Tip #399. You will notice quite a few people walking around with decidedly Japanese features but sporting hair the color of a field of wheat in September, a plate of spaghetti or oxidized brass. “Why would they do that?” you ask, making the mistake of a first-time visitor. “Aren’t Japanese supposed to have straight black hair?”
Yes, of course Japanese have straight black hair. They’re out there, usually in the background. The people you see with the peculiar hair are not Japanese trying to look foreign—they are foreigners trying to look Japanese. You can test this by walking up and speaking to them in any of the Scandinavian tongues, or Gaelic, and they’ll reply as if you’re all sitting around a bog back home, staring at the North Atlantic. Trust me.
Tip #400. There is nowhere on earth where picking up a hooker for commercial sex requires the tact and sensitivity that is required in Japan. I mean, the sidewalks are full of bouncing young females in tiny little skirts, killer make-up and the swaggering but oh-so-coy behavior of Everyman’s Lolita. Oh boy, says the roue, died and gone to heaven.
The problem is that 90 percent of these girls don’t see themselves as sex objects, exactly. They may dress and behave in public like hookers in other countries, but here it’s sort of the thing to do. All the girls do it. And comparisons are made with other girls’ outfits, not what’s driving the guys mad.
Yet, an increasingly large number of youngsters are supplementing their high school allowances by “dates” with older men who provide them with the cash to stay up-to-date with whatever’s faddishly hot. That makes them hookers, but very amateur ones at best.
The problem is sorting them out from the majority of girls who would be genuinely shocked by a direct sexual overture. (It would send them home to their teddy bears disillusioned by the whole foreign/Japanese thing, and they really would not know why “harsh things happened” anyway.) Tact and sensitivity, tact and sensitivity. Don’t ask me. Look for pimps.
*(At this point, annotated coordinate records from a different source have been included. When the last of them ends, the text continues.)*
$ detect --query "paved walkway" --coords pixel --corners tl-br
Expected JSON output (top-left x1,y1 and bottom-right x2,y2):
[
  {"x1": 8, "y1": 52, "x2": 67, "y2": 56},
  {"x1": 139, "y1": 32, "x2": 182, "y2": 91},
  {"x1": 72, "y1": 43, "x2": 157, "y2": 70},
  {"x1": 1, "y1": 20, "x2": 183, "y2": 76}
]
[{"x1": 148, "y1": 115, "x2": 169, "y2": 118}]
Tip #401. One can say, in fact one should say “No” to food that moves. I’ve been offered down through the years food that moves. (“Look at the foreigner. We’re now going to give him food that moves. Watch his face.”)
The thing is to refuse to eat food that moves not on aesthetic grounds (worms crawling through fish entrails can’t taste good) but on the grounds of experience. “One of my favorite things when growing up was worms crawling through fish entrails, but I bad to stop eating ’em. My mother, aunt and little brother died as a result. The eating-worms, crawling-through-fish-entrails virus wiped out the entire village.” It’ll give folks here something to think about.
Tip #402. Two countries, South Korea and Japan, co-hosting the World Cup is certainly unique. With that in mind, which of the following two statements more accurately fits the situation:
A. South Korea and Japan have had a friendly, cooperative relationship for more than 100 years, and co-hosting the games is a natural outgrowth of that situation, or
B. South Korea and Japan have had a friendly, cooperative relationship, on the surface at least, for less than 1,000 days.
If you chose B., you might keep your eyes open for intra-host hooliganism. (But if it works, who knows what the future holds. India and Pakistan co-hosting? Palestine and Israel?)
Tip #403. Neither of the co-hosts will make it past the second round. Things will more or less return to normal around here—baseball in Japan and fishing boat adventures in the Koreas. There’ll be a lot of World Cup tickets floating around as the finals approach. I’ll see you on the pitch.